# PyMongo!

## Connect to the Cluster!

In this activity, you will use Python to interact with a Mongo Database stored on a remote (Cloud) server! This is very realistic in terms of how you might interact with a NoSQL database like MongoDB.  It will be large and not stored on a single machine and certainly not on your local machine. 
We have a loaded a collection of documents about restaurants in New York City into a MongoDB cluster. First you will import the necessary modules, PyMongo and Pandas. Next you establish a connection to the cluster (either Morgan's or Dr.
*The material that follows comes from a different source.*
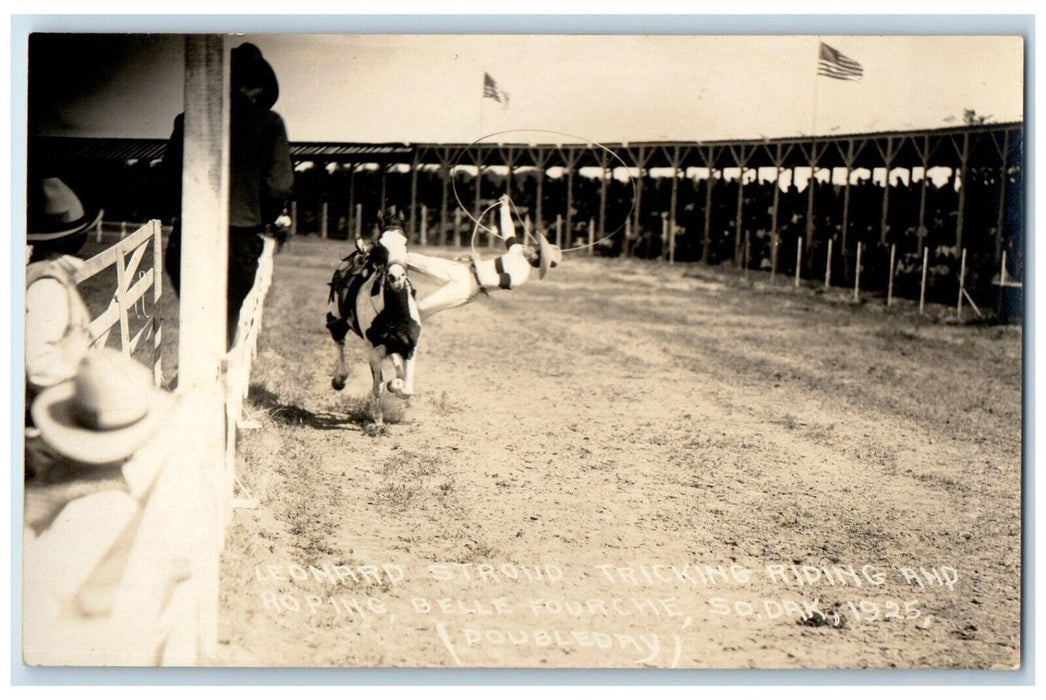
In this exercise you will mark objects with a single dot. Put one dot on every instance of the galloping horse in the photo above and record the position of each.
(371, 295)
Rigas') using a connection string. Lastly you specify the database and collection within the cluster that we want to work with.

In [None]:
from PyMongo import MongoClient
import pandas as pd
client = MongoClient('mongodb+srv://MongoMarc:jyxkah-moqzAd-myqvi0@marc1-k2auc.mongodb.net/test?retryWrites=true')  #Dr.Rigas connection string
db = client.test
restaurants = db.restaurants

## Let's Query!

Querying is basically the same as you would in your command prompt. The only difference is that PyMongo doesn't support .pretty(). For a simple example: to find one of the Bronx restaurants run the cell below and see the output.

In [None]:
print(restaurants.find_one({"borough":"Bronx"}))
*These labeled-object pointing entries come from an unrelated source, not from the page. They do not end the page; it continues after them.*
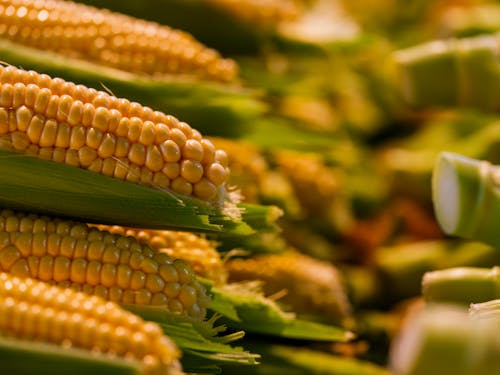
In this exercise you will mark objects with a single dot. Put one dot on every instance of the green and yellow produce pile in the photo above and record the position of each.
(303, 187)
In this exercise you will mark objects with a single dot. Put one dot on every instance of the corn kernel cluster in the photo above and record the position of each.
(194, 249)
(34, 310)
(114, 267)
(90, 129)
(110, 38)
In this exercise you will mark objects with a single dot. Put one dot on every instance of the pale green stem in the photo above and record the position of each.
(453, 72)
(444, 340)
(462, 285)
(466, 196)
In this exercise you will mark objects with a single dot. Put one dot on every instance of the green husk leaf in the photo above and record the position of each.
(200, 339)
(275, 133)
(35, 185)
(212, 108)
(281, 359)
(245, 308)
(22, 357)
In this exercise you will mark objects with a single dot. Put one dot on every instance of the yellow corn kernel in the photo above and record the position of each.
(107, 135)
(96, 261)
(200, 253)
(61, 317)
(119, 41)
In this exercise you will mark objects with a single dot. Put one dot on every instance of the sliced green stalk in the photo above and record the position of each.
(213, 109)
(467, 21)
(462, 285)
(443, 340)
(466, 197)
(400, 268)
(454, 72)
(36, 185)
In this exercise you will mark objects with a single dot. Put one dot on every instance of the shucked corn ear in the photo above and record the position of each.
(315, 184)
(311, 286)
(91, 129)
(36, 312)
(111, 266)
(196, 250)
(111, 39)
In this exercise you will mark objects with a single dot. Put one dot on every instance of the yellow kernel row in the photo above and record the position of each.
(111, 39)
(148, 281)
(34, 310)
(200, 253)
(35, 120)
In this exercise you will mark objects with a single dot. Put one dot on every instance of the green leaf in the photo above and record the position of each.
(200, 339)
(23, 357)
(35, 185)
(244, 308)
(281, 359)
(212, 108)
Now if we wanted to find ALL of the Bronx restaurants, we simply cannot print the query. It will create a cursor object. To see all of the query results, we need to use a for loop. See below. This example is limited to output the first 5 documents to save space, but if you wanted to see all of the restaurants, just remove the .limit(5).

In [None]:
for restaurant in restaurants.find({"borough":"Bronx"}).limit(5):
    print(restaurant)

This is not the prettiest to look at. So, we can make use of pandas dataframes! First we establish an empty list. We loop through the restaurants in the query and append them to the list. Finally, we make a dataframe out of the list of json objects and display our result. Run the cell below to see a dataframe of 15 of the Indian cuisine restaurants in Brooklyn in our database.

In [None]:
brooklynIndian = []
for rest in restaurants.find({"$and": [{"cuisine":"Indian"}, {"borough": "Brooklyn"}]}).limit(15):
    brooklynIndian.append(rest)
testDF = pd.DataFrame(brooklynIndian)
testDF

## Your turn! 

Use the example above to complete the following exercises. For documentation on Mongo querying visit https://docs.mongodb.com/manual/tutorial/query-documents/ and https://docs.mongodb.com/manual/tutorial/query-embedded-documents/

#1. In the cell below, fill in the missing details to display the fields restaurant_id, name, borough and cuisine, but exclude the ID field for the first 10 documents in the database.

In [None]:
for rest in restaurants.find({},{"restaurant_id" : 1,"name":1,"...,"_id":0}).limit(...):
print(rest)

#2. Find the first 10 restaurants who have received a _score less than_ 50.

In [None]:

print(rest)

#3. Return _only_ the name, cuisine, and borough for 20 documents that are _NOT IN_ the Bronx, Queens, or Staten Island (Hint: There is a Mongo method called $nin for "not in".)

In [None]:

print(rest)

#4. Due to a recent inventory mishap, a client needs the names and addresses for the Mexican restaurants north of the Central Park Zoo (longitude: 40.7678). Do not return the id. This client already visited the first 45, so skip those and sort the next 20 restaurants in ascending order by name. __Hint__: will need to make use of pymongo.ASCENDING. You can also use a a property of the address atribute, address.coord

In [None]:
print(rest)

#5. Did you know that MongoDB also supports regular expressions? We have a client that can't remember the name of a restaurant they rated. All this client knows is that it was an American cuisine restaurant in Manhattan whose name started with "Mad". We have a few of these in our database. We will create a dataframe of these restaurants to send to our client. Fill in the missing detail below to run this and print the result. 

In [None]:
mysteryRestaurant = []
for rest in restaurants.find({"name": {"$regex" : "^Mad"}, "cuisine": "American", "borough": "Manhattan"}):
    mysteryRestaurant.append(rest)
result = pd.dataframe(...)
result

Keep in mind: The flexibility of Mongo's schema can cause these dataframes to get very messy. Data cleaning will be a crucial step before analysis when using Python on top of MongoDB!